For symbolic Matrix inversion Maple will use two kinds of simplifying call.
One is Testzero, which is used to guard against inadvertently selecting a "hidden zero" as a pivot. Choosing as a pivot -- and dividing by -- an expression which could actually simplify to zero would make the answer an evaluation time bomb. By default Testzero uses Normalizer.
The other is Normalizer which is used when reducing a row, in order to keep expression swell down. Linearsolve first checks whether this has been changed from being identical to the `normal` procedure. If so it uses it as is. If not then it tries a little to figure out what might be appropriate (e.g. radnormal, evala, simplify (...,trig), or 'simplify' as larger bore gun).
[edit: ...cont'd] Sometimes LinearSolve will pass off to `solve` or `SolveTools`, but it mostly does similar things with Normalizer.
If you effectively "turn off" Normalizer by setting it to, say x->x then sometimes symbolic/exact LinearSolve can become considerably faster. Potentially dangerously faster as then it may divide by a pivot whose expression would be exact zero if simplified, leading to an invalid result and a division by zero error later.
If you change Normalizer then by default consequence you change Testzero. But in general one still needs zero-testing of candidate pivots, so better to change both separately in the case that Normalizer is being disabled.

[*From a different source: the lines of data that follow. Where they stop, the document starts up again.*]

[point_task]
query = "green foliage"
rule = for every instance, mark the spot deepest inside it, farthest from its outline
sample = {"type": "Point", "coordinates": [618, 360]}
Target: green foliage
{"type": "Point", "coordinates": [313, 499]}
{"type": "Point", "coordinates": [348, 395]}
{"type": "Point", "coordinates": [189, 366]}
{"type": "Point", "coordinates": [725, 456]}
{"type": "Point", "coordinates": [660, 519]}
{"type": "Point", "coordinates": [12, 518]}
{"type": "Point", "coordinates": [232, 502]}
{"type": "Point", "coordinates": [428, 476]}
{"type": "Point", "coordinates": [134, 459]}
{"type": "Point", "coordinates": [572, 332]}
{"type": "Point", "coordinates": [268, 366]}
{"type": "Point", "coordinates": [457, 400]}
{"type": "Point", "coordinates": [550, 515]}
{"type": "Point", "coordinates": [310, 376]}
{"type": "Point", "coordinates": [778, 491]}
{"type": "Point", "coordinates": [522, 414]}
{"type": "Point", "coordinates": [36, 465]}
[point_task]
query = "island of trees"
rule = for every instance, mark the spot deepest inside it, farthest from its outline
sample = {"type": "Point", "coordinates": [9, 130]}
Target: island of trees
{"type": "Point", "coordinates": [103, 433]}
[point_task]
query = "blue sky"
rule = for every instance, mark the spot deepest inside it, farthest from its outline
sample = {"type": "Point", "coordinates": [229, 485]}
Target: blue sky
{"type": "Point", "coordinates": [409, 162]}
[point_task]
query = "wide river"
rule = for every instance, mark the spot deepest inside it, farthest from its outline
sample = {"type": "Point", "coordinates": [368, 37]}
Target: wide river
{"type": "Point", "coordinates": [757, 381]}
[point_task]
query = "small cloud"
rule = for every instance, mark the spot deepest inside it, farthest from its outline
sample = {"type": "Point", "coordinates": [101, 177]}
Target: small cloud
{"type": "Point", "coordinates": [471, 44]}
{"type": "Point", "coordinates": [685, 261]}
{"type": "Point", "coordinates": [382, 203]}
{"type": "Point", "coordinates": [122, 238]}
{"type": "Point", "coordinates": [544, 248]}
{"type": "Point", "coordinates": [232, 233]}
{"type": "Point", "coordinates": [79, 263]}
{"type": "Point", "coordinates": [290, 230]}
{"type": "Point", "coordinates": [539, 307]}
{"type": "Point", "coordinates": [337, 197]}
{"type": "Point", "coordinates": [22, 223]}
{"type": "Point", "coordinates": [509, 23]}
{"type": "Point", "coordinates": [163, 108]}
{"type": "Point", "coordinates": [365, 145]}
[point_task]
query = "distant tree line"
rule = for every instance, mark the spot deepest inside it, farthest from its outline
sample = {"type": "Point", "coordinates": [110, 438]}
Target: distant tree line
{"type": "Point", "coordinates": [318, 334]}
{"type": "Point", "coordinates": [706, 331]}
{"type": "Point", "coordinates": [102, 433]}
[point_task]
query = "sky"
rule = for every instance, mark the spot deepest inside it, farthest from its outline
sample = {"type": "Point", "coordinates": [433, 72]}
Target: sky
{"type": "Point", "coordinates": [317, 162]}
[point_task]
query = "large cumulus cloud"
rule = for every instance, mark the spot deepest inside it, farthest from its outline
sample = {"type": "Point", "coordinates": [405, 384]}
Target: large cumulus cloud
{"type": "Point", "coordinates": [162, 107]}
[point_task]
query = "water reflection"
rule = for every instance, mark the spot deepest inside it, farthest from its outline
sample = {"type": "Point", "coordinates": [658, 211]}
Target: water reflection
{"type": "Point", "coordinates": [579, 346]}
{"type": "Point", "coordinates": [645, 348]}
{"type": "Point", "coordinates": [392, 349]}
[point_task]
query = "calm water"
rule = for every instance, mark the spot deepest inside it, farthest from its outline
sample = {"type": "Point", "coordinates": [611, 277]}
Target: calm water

Only you will know what you might want for normalizing across the row while pivoting, depending on your example. It can help in final result size, and in practice it can help with speed because adequate zero-testing for pivot selection can slow down if all the candidates have grown enormously complicated.
Another aspect of choice is in how to choose between candidate pivots. It's not possible in general to know which might lead to the simplest result (without trying everything, which is combinatorically impractical). In the exact case you could select according to expression `length` (naive), leaf-count, types of subexpressions, etc.
So you might try experimenting with adjusting Normalizer and Testzero, and/or using similar in your own code.